RICHARD “DIXIE” TOURANGEAU is a retired (2012) National Park Service ranger who has lived in his Boston triple-decker since 1974. It is one mile from the Beaneaters South End Grounds home, now part of his Northeastern University alma mater’s campus. He joined SABR in 1980 after being recruited by head Hall of Fame librarian Cliff Kachline. That same year he edited, then authored the Play Ball!! baseball calendar for Tide-Mark Press, of West Hartford, Connecticut. That research/writing task lasted 25 years through 2005’s issue. Just before this century began, Dixie decided it was time know “a little bit more” about 19th century base ball and took the plunge. Still immersed, he is trying to get a commemorative location sign for the iconic South End ballyard and a bronze plaque in Cooperstown for shortstop Herman Long. He roots mostly for the Rockies and Astros while petting four kitties. After 30 seasons, he gave up his Red Sox season tickets after 2017. As a volunteer guide, he gives tours on the museum ship, USS Cassin Young (DD793), at the old Charlestown Navy Yard, now Boston National Historical Park.
Sources
In addition to the sources cited in the Notes, the author relied on Retrosheet.org, Baseball-Refrence.com, and the following:
Appleton’s Annual Cyclopedia and Register of Important Events for the Year (annual 1893-1897). (New York: D. Appleton & Company, annuals 1893-1897).
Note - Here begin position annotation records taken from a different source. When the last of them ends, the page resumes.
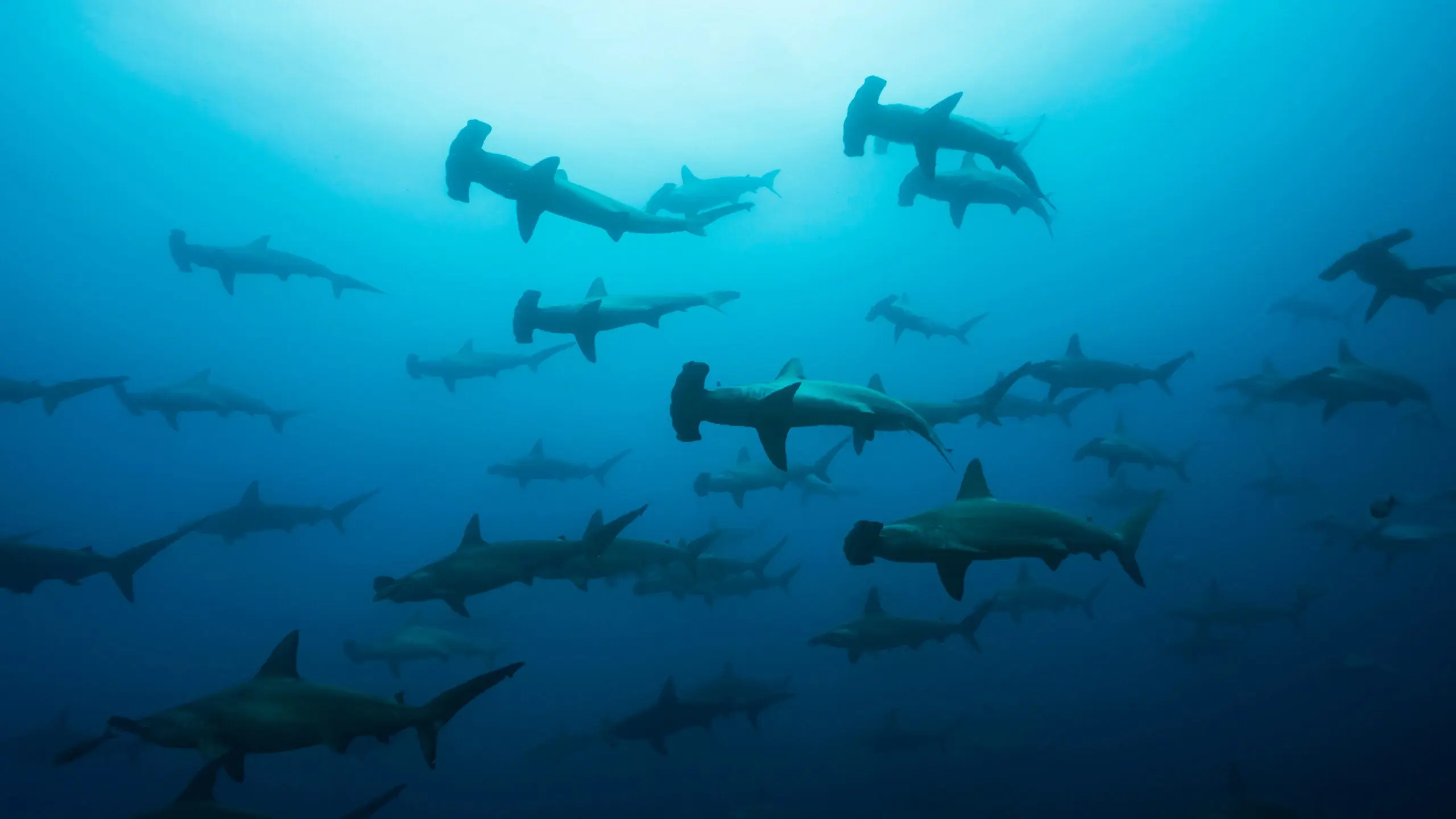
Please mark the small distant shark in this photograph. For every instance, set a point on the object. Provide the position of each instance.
(478, 568)
(1119, 449)
(279, 712)
(743, 694)
(466, 363)
(25, 566)
(51, 397)
(417, 642)
(536, 467)
(197, 802)
(789, 401)
(892, 737)
(931, 130)
(877, 631)
(978, 527)
(198, 394)
(1025, 598)
(1351, 381)
(747, 475)
(905, 318)
(696, 196)
(1276, 484)
(660, 721)
(1218, 610)
(257, 258)
(1302, 309)
(973, 185)
(602, 312)
(253, 515)
(1388, 273)
(1077, 371)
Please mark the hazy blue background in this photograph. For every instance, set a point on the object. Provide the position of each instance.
(1207, 159)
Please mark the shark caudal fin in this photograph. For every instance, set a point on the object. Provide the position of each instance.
(57, 392)
(973, 621)
(338, 514)
(688, 392)
(1066, 407)
(601, 473)
(1167, 371)
(181, 255)
(435, 714)
(282, 417)
(124, 568)
(966, 327)
(536, 361)
(1130, 537)
(718, 297)
(1091, 598)
(375, 805)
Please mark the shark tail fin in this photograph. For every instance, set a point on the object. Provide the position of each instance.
(177, 242)
(536, 361)
(124, 566)
(601, 473)
(282, 417)
(1130, 537)
(966, 327)
(1091, 598)
(66, 390)
(1167, 371)
(1066, 407)
(338, 514)
(372, 808)
(768, 183)
(973, 621)
(435, 714)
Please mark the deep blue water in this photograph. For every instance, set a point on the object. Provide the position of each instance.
(1207, 159)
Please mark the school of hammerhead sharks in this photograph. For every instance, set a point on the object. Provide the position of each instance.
(277, 712)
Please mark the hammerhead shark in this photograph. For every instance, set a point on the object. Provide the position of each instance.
(253, 515)
(791, 401)
(602, 312)
(277, 712)
(257, 258)
(51, 395)
(696, 196)
(905, 318)
(198, 394)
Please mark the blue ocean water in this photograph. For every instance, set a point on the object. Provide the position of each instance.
(1206, 161)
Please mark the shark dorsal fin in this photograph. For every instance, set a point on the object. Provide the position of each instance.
(283, 664)
(973, 484)
(872, 607)
(792, 369)
(669, 694)
(593, 524)
(200, 787)
(472, 534)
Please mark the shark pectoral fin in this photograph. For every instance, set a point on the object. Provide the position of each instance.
(953, 576)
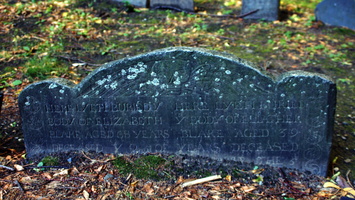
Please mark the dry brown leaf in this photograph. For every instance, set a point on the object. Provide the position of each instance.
(18, 167)
(86, 195)
(53, 185)
(61, 172)
(248, 188)
(229, 178)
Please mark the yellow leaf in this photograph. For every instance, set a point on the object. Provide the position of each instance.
(330, 184)
(65, 14)
(350, 190)
(86, 195)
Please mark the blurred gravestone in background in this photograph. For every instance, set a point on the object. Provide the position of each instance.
(268, 9)
(337, 13)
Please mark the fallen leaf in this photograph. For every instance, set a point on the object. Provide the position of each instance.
(248, 188)
(86, 195)
(62, 172)
(349, 190)
(332, 185)
(18, 167)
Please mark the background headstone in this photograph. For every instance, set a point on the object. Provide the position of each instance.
(185, 101)
(336, 13)
(187, 5)
(268, 9)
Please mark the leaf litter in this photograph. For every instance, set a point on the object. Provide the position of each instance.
(90, 175)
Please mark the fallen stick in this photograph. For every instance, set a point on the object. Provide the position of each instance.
(202, 180)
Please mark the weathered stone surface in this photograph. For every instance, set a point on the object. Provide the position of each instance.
(337, 13)
(268, 10)
(187, 5)
(188, 101)
(138, 3)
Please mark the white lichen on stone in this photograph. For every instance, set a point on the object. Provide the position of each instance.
(163, 86)
(114, 85)
(136, 69)
(155, 81)
(52, 85)
(177, 81)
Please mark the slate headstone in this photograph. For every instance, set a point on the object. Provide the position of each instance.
(336, 13)
(185, 101)
(267, 9)
(186, 5)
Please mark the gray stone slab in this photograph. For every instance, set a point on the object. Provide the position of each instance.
(268, 9)
(187, 5)
(185, 101)
(337, 13)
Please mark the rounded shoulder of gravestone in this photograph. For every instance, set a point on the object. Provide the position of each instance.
(177, 70)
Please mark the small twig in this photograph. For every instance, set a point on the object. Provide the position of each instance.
(202, 180)
(32, 167)
(6, 167)
(19, 186)
(289, 184)
(202, 14)
(77, 59)
(347, 178)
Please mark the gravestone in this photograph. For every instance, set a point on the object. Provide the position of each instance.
(185, 101)
(186, 5)
(337, 13)
(267, 9)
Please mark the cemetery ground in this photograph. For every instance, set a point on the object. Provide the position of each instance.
(68, 39)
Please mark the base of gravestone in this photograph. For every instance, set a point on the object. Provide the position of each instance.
(267, 10)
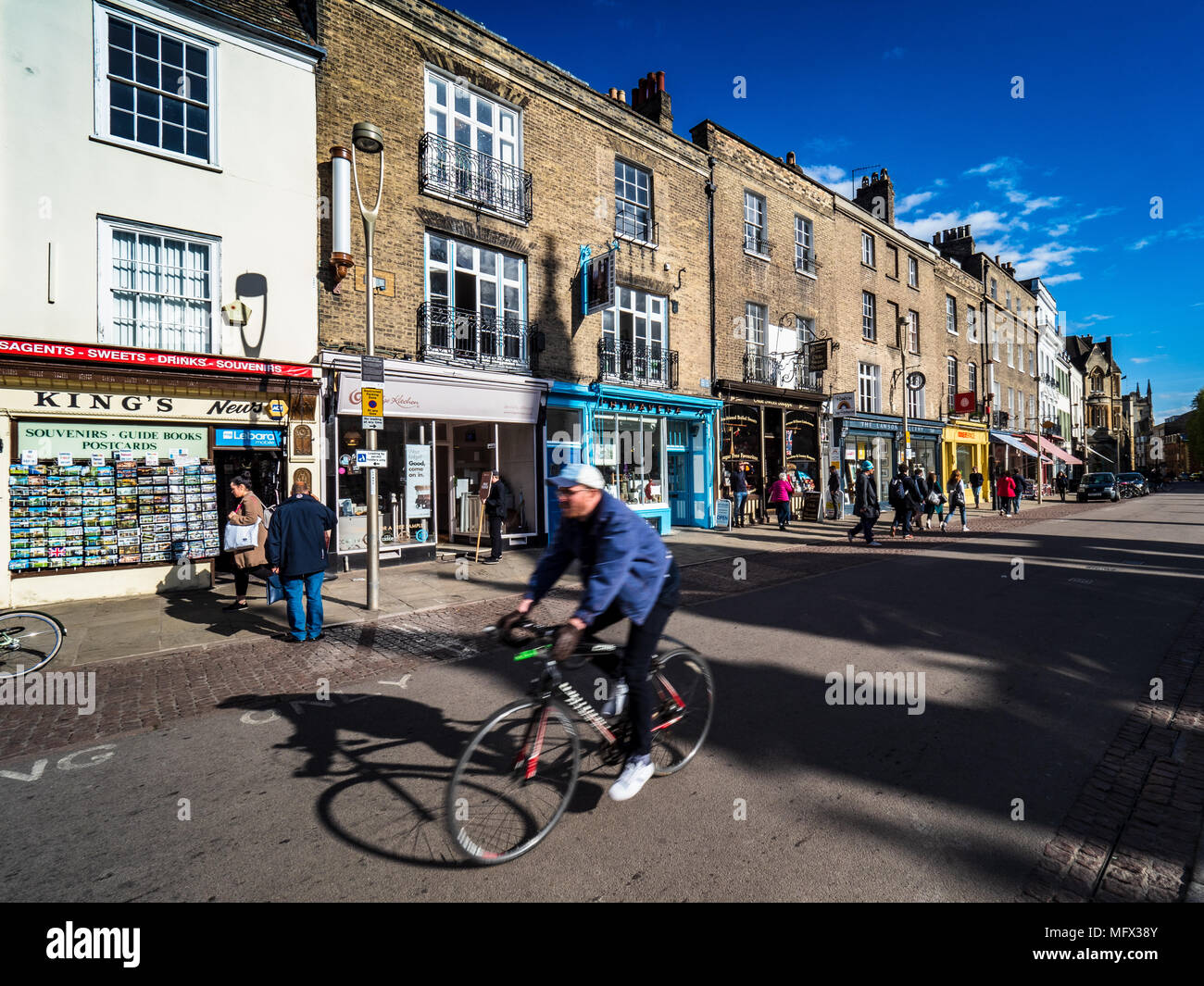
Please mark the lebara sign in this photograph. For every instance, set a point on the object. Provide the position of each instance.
(52, 438)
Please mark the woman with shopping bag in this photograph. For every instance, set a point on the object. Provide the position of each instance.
(245, 538)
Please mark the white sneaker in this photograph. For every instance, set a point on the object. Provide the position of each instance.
(633, 777)
(618, 700)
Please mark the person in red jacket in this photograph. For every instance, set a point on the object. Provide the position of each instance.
(1006, 488)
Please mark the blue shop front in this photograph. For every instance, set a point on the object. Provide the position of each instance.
(655, 450)
(879, 438)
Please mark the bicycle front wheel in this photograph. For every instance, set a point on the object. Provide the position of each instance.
(685, 704)
(513, 781)
(27, 642)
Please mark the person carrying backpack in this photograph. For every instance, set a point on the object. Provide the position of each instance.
(902, 496)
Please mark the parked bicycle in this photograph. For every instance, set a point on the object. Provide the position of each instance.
(518, 773)
(28, 641)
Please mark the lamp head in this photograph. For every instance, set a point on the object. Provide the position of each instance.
(368, 139)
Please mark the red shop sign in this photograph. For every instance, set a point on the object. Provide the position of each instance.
(149, 357)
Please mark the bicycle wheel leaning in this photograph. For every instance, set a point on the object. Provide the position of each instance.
(513, 781)
(685, 705)
(28, 641)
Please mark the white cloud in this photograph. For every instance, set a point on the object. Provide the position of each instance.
(910, 201)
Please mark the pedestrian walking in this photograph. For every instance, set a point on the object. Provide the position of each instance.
(934, 502)
(976, 486)
(779, 497)
(249, 561)
(1004, 486)
(741, 492)
(866, 505)
(902, 496)
(922, 496)
(297, 542)
(495, 511)
(956, 489)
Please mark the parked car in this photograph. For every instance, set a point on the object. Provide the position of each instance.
(1136, 480)
(1099, 485)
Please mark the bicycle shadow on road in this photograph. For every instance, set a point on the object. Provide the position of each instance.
(390, 760)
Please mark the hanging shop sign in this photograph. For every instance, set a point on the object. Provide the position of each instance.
(151, 359)
(53, 438)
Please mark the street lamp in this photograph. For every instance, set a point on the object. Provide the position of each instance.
(368, 139)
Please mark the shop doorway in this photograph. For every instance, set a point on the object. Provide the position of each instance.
(266, 468)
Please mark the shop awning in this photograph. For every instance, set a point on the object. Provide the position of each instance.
(1008, 440)
(1051, 449)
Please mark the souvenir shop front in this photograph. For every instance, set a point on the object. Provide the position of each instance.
(770, 431)
(655, 450)
(879, 438)
(119, 472)
(445, 429)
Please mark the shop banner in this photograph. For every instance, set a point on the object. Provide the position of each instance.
(53, 438)
(151, 357)
(452, 400)
(420, 495)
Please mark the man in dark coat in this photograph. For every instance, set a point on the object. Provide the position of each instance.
(297, 541)
(495, 509)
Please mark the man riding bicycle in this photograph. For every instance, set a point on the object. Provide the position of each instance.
(627, 573)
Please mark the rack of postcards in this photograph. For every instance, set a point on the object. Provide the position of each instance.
(88, 516)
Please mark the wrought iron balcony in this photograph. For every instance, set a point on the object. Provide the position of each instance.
(458, 172)
(638, 364)
(464, 336)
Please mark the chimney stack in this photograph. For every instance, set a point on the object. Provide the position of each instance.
(650, 99)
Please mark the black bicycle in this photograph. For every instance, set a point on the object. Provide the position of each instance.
(518, 773)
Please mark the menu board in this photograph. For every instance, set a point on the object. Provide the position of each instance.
(83, 517)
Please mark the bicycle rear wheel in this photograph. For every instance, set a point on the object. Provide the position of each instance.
(501, 805)
(685, 705)
(27, 642)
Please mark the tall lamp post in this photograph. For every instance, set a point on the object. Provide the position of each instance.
(368, 139)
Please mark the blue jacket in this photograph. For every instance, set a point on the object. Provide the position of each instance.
(296, 537)
(622, 560)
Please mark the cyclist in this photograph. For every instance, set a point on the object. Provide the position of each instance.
(627, 573)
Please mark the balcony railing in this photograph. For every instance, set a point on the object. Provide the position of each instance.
(462, 336)
(460, 172)
(638, 364)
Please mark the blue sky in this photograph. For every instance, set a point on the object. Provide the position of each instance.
(1060, 182)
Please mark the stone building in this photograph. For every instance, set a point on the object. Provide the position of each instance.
(542, 289)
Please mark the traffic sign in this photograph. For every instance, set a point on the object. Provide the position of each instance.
(372, 459)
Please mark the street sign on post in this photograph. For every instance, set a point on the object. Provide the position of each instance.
(372, 459)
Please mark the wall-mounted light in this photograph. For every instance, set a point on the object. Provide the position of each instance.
(236, 312)
(341, 215)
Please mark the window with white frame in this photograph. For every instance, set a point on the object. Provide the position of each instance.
(915, 404)
(755, 317)
(155, 85)
(868, 317)
(805, 329)
(805, 245)
(754, 224)
(157, 288)
(633, 201)
(476, 300)
(868, 390)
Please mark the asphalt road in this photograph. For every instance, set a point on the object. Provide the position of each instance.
(1034, 649)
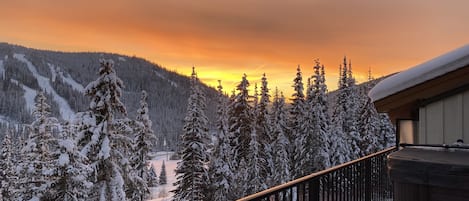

Stevens, Albert Clark. “An Analysis of the Phenomena of the Panic in the United States in 1893,” Quarterly Journal of Economics 8 (January 1894): 117-48. (Oxford University Press). jstor.org/stable/1883708.
Notes
1 Before 1893 the pitcher’s “box” was a five-foot area beginning 50 feet from home plate. The back boundary line was therefore 55 feet away but the hurler had the right to move around in his box to deliver a pitch. For 1893, new Rule 5 decreed: The pitcher’s boundary should be marked by a white rubber plate, twelve inches long and four inches wide, so fixed in the ground as to be even with the surface, at the distance of sixty feet and six inches from the outer corner of the home plate, so that a line drawn from the center of Home Base to the center of Second Base will give six inches on either side.
2 “Cordage Trust Goes Under,” New York Times, Friday, May 5, 1893: 1.
3 Reach Official Base Ball Guide (Philadelphia: A.J. Reach Co., Philadelphia, 1893), 44-45.
4 Reach Official Base Ball Guide (Philadelphia: A.J. Reach Co., Philadelphia, 1894), 10.